Par un mémoire en défense, enregistré le 31 mars 2022, le préfet de Maine-et-Loire conclut au rejet de la requête.
Il soutient qu'aucun des moyens soulevés par M. A... n'est fondé.
M. A... a été admis au bénéfice de l'aide juridictionnelle totale par une décision du 26 janvier 2022.
Vu les autres pièces du dossier.
Vu :
- la convention européenne de sauvegarde des droits de l'homme et des libertés fondamentales ;
- la Charte des droits fondamentaux de l'Union européenne ;
- le règlement (UE) n° 604/2013 du Parlement européen et du Conseil du 26 juin 2013 ;
- le code de l'entrée et du séjour des étrangers et du droit d'asile ;
- la loi n° 91-647 du 10 juillet 1991 ;
- le code de justice administrative.
Le président de la formation de jugement a dispensé le rapporteur public, sur sa proposition, de prononcer des conclusions à l'audience.

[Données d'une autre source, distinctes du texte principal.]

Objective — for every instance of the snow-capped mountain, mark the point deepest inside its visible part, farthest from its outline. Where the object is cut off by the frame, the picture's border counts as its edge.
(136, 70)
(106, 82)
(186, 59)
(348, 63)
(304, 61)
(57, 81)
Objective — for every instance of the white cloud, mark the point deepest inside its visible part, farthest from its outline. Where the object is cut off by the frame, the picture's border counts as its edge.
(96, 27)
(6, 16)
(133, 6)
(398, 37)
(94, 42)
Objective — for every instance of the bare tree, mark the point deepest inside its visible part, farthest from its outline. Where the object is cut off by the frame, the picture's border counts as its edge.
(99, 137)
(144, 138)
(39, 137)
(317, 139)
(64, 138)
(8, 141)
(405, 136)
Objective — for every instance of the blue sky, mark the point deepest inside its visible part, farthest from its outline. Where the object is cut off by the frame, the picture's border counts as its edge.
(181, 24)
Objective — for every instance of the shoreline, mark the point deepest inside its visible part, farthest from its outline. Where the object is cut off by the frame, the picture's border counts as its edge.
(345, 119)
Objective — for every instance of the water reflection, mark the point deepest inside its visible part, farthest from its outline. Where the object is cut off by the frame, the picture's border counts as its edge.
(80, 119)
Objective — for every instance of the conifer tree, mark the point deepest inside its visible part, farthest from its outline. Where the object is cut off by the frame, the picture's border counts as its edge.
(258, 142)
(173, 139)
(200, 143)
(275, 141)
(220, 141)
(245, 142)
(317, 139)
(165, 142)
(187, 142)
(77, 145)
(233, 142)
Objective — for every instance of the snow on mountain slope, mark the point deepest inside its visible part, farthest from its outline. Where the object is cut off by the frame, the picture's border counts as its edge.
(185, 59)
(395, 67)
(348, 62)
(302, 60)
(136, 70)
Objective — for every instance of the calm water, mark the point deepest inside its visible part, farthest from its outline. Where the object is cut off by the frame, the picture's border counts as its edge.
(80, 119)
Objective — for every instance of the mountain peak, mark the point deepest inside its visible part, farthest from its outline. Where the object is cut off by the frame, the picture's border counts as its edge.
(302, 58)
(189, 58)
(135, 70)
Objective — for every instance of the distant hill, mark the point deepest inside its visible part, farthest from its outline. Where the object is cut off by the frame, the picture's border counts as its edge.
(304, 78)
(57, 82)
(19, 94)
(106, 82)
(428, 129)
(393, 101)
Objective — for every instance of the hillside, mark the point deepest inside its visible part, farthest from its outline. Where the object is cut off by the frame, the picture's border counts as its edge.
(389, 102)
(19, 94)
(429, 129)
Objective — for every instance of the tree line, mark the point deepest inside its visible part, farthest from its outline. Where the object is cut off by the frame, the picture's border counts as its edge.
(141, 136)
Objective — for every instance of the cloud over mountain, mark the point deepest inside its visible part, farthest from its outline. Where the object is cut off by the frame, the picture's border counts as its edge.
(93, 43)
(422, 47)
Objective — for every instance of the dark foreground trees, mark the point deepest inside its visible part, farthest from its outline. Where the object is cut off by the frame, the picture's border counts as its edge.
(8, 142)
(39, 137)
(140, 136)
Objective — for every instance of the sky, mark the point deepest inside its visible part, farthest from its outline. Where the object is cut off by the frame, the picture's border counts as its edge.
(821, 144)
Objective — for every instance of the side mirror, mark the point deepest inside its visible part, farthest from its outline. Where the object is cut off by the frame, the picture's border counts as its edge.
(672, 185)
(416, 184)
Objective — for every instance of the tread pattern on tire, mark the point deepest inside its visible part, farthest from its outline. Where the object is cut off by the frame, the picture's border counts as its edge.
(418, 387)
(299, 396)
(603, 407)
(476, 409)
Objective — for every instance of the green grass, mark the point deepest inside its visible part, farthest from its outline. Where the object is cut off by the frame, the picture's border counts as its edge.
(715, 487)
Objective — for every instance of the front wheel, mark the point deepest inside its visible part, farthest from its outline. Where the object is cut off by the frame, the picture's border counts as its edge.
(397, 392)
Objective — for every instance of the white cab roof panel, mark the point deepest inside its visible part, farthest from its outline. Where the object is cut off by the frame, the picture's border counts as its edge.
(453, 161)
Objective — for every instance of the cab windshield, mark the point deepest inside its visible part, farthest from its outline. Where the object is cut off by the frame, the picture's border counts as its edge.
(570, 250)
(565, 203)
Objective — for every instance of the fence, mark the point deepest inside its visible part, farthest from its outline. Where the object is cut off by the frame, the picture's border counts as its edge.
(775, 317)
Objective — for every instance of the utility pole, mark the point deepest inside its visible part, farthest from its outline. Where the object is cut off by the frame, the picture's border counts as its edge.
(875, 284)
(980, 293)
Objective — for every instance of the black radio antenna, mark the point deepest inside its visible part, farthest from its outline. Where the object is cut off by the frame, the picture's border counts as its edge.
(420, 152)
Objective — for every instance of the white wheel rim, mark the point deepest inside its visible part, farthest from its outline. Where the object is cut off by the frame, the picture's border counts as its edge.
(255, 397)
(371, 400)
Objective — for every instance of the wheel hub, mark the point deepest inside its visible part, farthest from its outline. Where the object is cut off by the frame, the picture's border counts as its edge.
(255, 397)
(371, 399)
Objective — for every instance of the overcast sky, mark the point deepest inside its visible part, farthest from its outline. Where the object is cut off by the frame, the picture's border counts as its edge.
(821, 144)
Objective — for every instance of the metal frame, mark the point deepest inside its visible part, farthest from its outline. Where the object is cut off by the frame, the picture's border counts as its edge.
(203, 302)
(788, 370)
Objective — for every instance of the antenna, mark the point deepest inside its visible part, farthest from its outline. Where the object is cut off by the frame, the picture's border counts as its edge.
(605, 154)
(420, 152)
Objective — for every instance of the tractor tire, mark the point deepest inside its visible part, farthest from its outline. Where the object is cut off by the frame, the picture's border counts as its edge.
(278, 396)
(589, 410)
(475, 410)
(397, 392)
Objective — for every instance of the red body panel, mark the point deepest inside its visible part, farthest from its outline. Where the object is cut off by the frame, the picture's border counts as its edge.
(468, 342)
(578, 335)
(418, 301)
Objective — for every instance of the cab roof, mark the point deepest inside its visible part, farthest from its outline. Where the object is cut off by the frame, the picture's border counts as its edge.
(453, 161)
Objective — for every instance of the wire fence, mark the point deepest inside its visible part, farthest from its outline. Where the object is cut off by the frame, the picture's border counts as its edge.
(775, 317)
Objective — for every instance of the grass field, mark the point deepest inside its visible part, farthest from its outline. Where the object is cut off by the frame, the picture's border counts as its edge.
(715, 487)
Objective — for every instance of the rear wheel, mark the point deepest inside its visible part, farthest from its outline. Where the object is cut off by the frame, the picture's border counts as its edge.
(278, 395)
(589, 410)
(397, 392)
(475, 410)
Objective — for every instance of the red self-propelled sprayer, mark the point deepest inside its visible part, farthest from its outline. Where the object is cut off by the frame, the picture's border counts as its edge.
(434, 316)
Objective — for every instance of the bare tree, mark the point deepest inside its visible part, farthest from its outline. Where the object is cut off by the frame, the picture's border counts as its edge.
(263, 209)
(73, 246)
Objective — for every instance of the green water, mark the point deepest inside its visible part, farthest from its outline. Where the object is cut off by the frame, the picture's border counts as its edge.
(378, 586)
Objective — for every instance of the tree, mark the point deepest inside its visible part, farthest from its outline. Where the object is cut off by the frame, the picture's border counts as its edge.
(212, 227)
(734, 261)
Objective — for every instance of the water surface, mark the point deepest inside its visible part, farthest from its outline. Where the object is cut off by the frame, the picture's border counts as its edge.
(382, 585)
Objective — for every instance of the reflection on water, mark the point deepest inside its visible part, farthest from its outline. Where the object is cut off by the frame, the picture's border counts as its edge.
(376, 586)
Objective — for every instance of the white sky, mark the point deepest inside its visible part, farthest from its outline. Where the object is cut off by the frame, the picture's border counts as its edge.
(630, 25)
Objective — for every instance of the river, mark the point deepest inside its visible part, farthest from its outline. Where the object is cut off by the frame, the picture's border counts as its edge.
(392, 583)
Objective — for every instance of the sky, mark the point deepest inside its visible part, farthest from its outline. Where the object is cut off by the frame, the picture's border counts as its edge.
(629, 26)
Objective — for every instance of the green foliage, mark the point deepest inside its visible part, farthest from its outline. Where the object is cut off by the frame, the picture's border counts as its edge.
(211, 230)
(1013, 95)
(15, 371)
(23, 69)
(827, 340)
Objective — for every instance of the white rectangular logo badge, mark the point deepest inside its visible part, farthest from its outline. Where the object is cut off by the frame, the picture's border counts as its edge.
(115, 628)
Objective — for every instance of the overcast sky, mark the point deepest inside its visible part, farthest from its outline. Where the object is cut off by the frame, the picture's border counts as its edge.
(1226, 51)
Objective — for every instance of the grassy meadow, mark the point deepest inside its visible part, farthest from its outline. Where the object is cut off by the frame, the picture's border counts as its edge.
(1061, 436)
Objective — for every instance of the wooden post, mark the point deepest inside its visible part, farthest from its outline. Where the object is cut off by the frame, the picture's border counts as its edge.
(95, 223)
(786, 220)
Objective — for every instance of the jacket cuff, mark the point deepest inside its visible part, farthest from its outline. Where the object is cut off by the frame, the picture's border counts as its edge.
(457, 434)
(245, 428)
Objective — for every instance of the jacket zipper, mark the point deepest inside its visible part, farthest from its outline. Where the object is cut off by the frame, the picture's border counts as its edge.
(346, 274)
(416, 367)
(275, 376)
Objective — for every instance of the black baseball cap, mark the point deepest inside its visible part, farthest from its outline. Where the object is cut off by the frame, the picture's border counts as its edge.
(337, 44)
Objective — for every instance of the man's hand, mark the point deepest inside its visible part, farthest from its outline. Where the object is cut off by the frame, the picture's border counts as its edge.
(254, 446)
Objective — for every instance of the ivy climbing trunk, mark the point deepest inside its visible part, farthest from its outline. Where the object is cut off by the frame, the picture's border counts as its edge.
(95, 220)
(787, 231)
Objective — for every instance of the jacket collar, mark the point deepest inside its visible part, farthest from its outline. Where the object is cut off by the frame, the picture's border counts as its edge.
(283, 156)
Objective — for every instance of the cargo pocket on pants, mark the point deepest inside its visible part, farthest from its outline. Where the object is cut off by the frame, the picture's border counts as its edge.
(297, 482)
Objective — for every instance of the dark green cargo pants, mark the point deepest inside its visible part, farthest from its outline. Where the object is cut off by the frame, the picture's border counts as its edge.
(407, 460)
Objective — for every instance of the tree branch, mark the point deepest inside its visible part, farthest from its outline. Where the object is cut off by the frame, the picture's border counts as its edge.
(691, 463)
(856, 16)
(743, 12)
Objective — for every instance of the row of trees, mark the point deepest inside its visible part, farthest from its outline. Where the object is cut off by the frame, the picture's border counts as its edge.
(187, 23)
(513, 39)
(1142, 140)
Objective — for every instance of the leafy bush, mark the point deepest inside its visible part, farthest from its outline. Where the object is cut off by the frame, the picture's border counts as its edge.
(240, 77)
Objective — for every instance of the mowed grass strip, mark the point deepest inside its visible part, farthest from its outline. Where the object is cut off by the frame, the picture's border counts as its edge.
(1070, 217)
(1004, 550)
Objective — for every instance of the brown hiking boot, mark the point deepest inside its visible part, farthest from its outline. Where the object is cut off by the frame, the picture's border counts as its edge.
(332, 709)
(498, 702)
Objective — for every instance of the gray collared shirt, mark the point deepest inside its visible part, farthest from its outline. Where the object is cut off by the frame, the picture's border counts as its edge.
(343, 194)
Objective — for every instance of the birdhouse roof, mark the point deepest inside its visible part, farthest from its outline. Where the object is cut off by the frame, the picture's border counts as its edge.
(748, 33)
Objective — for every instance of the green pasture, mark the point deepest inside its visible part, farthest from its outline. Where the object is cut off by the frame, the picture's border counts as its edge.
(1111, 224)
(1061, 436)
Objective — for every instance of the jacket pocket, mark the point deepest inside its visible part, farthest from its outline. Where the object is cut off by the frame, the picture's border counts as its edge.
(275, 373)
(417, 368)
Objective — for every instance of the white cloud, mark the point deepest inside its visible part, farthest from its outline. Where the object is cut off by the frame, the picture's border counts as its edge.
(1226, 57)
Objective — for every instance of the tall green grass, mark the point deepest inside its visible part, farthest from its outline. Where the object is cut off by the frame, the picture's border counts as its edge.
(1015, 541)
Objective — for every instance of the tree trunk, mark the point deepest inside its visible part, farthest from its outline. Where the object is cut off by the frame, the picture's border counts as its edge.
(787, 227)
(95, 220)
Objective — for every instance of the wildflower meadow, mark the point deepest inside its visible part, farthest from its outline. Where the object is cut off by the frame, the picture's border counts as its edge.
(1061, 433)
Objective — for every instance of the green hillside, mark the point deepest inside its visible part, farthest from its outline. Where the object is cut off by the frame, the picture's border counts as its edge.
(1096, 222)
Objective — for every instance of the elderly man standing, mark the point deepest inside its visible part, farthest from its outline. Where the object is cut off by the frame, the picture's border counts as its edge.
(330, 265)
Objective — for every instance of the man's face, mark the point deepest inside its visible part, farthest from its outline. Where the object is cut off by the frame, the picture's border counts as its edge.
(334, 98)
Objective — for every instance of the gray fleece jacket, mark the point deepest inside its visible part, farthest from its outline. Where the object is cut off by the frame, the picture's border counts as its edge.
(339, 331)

Ont été entendus au cours de l'audience publique :
- le rapport de M. Guéguen, premier conseiller,
- et les observations de Me Desfrançois, représentant M. A....
Considérant ce qui suit :
1. M. B... A..., ressortissant afghan né en 1995, déclare être entré irrégulièrement en France le 1er novembre 2021. Sa demande d'asile ayant été enregistrée par les services de la préfecture de la Loire-Atlantique, la consultation du fichier Eurodac consécutive au relevé des empreintes digitales de l'intéressé a fait apparaître qu'elles avaient été enregistrées en Italie le 9 août 2021, à la suite du dépôt d'une demande d'asile. Saisies par les autorités françaises le 10 novembre 2021, les autorités italiennes ont accepté, par un accord implicite intervenu le 29 novembre 2021, la reprise en charge M. A.... Par deux arrêtés du 16 décembre 2021, le préfet de Maine-et-Loire a décidé le transfert de l'intéressé aux autorités italiennes et l'a assigné à résidence dans le département de la Loire-Atlantique pour une durée de quarante-cinq jours. M. A... relève appel du jugement du 30 décembre 2021 du magistrat désigné par le président du tribunal administratif de Nantes en tant qu'il rejette sa demande tendant à l'annulation de l'arrêté du 16 décembre 2021 du préfet de Maine-et-Loire décidant son transfert aux autorités italiennes..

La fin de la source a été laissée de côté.